For two years after her marriage, she was using well water. Later, the hand pumps got installed in her village and she used hand pump water for 20 years because of its easy accessibility. Then came tube wells and since the past nine years, she was using this water for everything including drinking and cooking.
Why is well water better?
What is it in the tube-well and hand-pump water which is not in the well water in the Dhar region? Actually, the rocks in Dhar have biotite mineral which is rich in fluoride. Moreover, the deeper water sources like tube wells and hand pumps here have higher concentration of fluoride (more than 1.5 mg/l as per WHO and BIS standards). The wells are shallow water bodies and normally have fluoride much below the safe limit of 1.5 mg/l.
The amount of fluoride that can affect someone depends on a lot of factors like the amount of fluoride-rich water the person drinks, the kind of food eaten, the state of body’s filtration system (the kidneys), the level and the need for calcium in the body, etc.
Fluorosis is a slowly progressing disease. Preventing it needs a massive change in people’s habits and in their attitudes. It needs messages that are rooted in the local context and that change with time as people transform their habits. We also need to focus less on infrastructure, more on operation and maintenance and long-term solutions. Among these are the use of alternate water sources like well or rainwater, and local nutrition or kitchen gardens using organics.
Shilpi Bai got affected by skeletal fluorosis. But after just a year of consuming safe water, she feels much better.
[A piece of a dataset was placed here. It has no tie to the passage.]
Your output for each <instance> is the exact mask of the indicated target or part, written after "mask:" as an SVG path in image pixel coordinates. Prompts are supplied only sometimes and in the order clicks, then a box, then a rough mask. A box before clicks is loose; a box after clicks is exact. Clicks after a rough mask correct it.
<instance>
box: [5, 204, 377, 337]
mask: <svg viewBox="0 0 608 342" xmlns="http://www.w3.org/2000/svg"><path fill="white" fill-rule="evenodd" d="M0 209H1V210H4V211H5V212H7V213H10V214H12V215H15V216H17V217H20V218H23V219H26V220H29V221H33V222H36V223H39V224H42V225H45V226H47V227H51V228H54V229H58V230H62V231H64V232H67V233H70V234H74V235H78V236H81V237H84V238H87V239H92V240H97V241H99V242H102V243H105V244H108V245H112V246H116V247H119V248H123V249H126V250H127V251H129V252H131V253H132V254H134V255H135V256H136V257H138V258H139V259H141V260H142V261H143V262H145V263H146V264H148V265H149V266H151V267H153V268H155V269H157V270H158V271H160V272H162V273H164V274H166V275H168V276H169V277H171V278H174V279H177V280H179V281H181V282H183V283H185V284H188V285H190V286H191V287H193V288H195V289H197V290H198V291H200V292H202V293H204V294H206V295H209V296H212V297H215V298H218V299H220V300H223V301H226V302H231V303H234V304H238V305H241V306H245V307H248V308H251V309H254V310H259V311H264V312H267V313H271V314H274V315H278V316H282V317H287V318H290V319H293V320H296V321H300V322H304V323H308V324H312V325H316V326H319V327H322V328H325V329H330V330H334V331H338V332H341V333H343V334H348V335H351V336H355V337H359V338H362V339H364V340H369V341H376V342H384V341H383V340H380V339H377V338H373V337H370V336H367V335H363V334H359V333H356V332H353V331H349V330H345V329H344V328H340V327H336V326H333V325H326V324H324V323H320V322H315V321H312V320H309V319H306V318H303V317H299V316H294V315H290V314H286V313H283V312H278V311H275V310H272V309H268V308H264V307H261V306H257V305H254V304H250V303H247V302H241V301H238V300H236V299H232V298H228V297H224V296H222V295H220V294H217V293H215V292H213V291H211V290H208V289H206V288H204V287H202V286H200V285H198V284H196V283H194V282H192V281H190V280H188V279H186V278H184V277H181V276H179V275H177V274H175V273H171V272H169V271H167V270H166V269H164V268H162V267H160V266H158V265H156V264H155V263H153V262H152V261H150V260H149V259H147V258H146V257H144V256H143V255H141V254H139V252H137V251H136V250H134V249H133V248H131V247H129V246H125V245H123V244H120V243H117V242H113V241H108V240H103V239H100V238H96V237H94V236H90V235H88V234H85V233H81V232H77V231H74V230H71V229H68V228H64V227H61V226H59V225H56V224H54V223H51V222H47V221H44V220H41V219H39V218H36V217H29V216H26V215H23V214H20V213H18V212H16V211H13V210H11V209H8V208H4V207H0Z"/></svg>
There is less pain in her legs. She stands up and carries about some of her activities without support. She can walk more. She moves out of her house and even goes to the field sometimes. With the improvements that she has noticed, she has given strict instructions to her daughter-in-law (who stays with her along with her two kids) to use only well water for cooking and drinking for the entire family. When asked if she would spread this message in the entire village as she has done in her own family and among relatives, she said, “I will definitely do that. I feel much better now. I have witnessed the miracle of using fluoride-safe drinking water”.
There are many others like Shilpi Bai in these villages who have benefitted from community-based safe drinking water supply systems. The PSI, Dehradun is working in nine fluorosis affected villages of Dhar with the support of Frank Water Projects, UK. The PSI team includes Anil Gautam, Dalpat Muwel, Heena Kannauj and Sharad Yadav.